NEW YORK (TheStreet) -- The broader market finished mostly flat in a sleepy Monday trading session. 

On CNBC's "Fast Money" TV show, Brian Kelly, founder of Brian Kelly Capital, said he expects the first half of 2014 to be smooth while the second half could have some bumps. Interest rates and oil prices will be important in 2014, and he sees oil prices going higher. 

Jim Lebenthal, CFO and CIO of Lebenthal & Company, disagreed on higher oil prices. He thinks the stock market could pull back roughly 5% to 7% in the first quarter. 

Tim Seymour, managing partner of Triogem Asset Management, said the financials could get a boost from rising interest rates and mining stocks could see a short-squeeze higher. 

Guy Adami, managing director of, said the S&P 500 needs to pull back to the 1,750 level. He suggested investors look to short Caterpillar (CAT) and International Business Machine (IBM)

Ralph Acampora, senior managing director of Altaira Wealth Management, was a guest on the show. He said the market is a bit overextended but certainly not in a bubble. The market has not put in a "major top" and is still in a secular bull run.
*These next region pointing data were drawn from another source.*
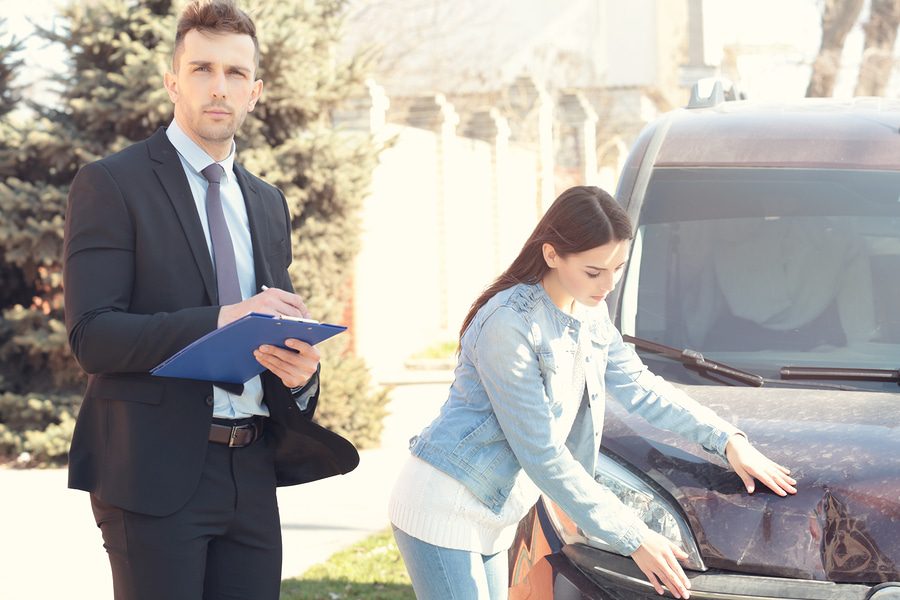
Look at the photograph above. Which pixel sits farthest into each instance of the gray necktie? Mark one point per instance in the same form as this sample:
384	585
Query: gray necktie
227	282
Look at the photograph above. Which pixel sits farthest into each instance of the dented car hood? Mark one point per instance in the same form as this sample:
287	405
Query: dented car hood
843	447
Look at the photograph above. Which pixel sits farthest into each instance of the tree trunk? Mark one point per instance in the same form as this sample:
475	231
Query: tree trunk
838	19
878	52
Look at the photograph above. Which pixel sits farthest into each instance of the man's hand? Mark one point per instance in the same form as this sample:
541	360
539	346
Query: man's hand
294	367
748	462
658	558
271	301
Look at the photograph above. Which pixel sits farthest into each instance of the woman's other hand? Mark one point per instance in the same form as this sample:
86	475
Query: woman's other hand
750	463
658	558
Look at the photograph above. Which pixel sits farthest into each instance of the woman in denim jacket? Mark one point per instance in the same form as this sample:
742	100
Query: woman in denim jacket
538	355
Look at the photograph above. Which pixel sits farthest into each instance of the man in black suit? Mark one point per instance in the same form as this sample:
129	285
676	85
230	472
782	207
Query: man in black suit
166	241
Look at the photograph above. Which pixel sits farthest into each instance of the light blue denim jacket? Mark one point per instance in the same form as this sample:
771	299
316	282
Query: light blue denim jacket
512	400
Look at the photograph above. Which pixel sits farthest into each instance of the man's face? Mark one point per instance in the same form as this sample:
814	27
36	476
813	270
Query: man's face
213	86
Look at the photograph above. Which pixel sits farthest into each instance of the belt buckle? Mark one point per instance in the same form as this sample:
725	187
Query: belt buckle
233	437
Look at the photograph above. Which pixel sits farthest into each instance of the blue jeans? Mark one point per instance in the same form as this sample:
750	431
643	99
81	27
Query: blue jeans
439	573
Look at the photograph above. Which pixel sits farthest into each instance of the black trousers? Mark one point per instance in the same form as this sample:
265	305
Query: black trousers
224	544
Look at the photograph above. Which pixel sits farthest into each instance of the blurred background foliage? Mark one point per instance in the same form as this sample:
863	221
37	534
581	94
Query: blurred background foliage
109	95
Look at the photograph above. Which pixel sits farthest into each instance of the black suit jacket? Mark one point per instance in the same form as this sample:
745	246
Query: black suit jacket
139	285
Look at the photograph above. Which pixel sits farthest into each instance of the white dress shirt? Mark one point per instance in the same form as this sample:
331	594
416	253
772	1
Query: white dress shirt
194	159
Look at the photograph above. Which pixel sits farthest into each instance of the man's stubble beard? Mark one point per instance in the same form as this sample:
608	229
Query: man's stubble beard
220	132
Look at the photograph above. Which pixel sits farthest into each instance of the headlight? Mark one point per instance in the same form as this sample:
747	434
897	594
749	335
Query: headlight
656	511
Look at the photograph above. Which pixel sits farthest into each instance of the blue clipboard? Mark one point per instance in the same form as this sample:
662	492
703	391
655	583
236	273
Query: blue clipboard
226	354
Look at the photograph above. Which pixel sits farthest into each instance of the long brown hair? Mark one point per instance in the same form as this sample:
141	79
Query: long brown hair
582	218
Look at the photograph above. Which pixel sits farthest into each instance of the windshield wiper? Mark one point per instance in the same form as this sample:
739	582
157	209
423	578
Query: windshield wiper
694	360
845	373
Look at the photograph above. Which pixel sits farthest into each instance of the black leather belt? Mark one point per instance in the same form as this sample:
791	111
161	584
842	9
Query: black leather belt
237	433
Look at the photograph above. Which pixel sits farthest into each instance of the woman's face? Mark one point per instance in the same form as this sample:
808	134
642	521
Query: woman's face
591	275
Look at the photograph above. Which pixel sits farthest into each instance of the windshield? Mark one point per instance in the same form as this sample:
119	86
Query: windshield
763	268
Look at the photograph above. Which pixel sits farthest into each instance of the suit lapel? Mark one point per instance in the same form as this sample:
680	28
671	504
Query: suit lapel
259	229
174	181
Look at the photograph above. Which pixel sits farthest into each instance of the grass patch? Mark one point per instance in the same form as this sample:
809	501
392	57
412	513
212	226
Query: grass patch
369	570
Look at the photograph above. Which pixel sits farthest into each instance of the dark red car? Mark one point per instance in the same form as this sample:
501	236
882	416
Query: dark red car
764	280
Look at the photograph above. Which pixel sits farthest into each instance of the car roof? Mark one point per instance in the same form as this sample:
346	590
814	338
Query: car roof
862	133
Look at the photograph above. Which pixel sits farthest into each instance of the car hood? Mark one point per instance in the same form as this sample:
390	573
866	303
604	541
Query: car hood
843	447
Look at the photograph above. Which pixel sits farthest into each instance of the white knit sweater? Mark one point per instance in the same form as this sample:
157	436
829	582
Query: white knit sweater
432	506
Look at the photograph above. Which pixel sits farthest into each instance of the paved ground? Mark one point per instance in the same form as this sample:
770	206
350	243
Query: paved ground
51	550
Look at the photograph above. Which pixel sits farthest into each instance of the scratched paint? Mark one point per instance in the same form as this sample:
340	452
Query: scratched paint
843	447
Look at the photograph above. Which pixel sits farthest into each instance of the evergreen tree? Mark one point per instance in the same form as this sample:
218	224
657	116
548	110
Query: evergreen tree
111	95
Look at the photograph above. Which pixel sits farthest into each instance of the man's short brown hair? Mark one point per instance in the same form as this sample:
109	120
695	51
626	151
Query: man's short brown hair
214	16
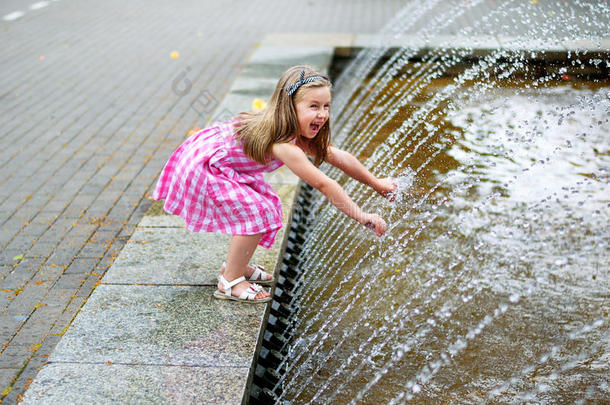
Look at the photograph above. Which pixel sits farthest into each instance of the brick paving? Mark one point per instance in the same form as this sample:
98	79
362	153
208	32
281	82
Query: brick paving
92	105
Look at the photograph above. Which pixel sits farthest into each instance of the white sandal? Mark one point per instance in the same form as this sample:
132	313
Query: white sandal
249	295
257	275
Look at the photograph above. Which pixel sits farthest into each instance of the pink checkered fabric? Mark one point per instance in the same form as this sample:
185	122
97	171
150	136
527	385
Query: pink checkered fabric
215	187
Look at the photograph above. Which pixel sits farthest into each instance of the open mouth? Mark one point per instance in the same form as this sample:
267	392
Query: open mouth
314	127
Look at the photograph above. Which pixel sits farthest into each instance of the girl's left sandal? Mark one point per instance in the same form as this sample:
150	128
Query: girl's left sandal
249	295
259	276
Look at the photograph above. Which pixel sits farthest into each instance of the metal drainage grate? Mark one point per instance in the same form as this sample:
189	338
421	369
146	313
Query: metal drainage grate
279	332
That said, he thinks a 10% to 15% pullback would be healthy and seems possible.

Lebenthal said a pullback to that magnitude is unlikely pending a huge, unforeseen, negative catalyst.

Turning to shares of Twitter (TWTR), Kelly is a buyer at these levels with a stop-loss at $54. 

Adami said Micron (MU) is a good buy at $21. 

Seymour said he is comfortable owning CF Industries (CF), along with Potash (POT) and Mosaic (MOS), at these levels for the long term. 

Between Apple (AAPL) and Google (GOOG), Lebenthal prefers Apple at current levels. 

Adami said he would not short Crocs (CROX). He also likes Blackstone (BX) at current levels.

Kelly likes the housing market and prefers to be long via the iShares U.S. Home Construction ETF (ITB)

Adami said shares of Disney (DIS) could be in trouble if it reports a lousy earnings report in the upcoming quarter, based on the mediocre report last quarter and subsequent rally in the stock. Kelly suggested investors take some profits off the table.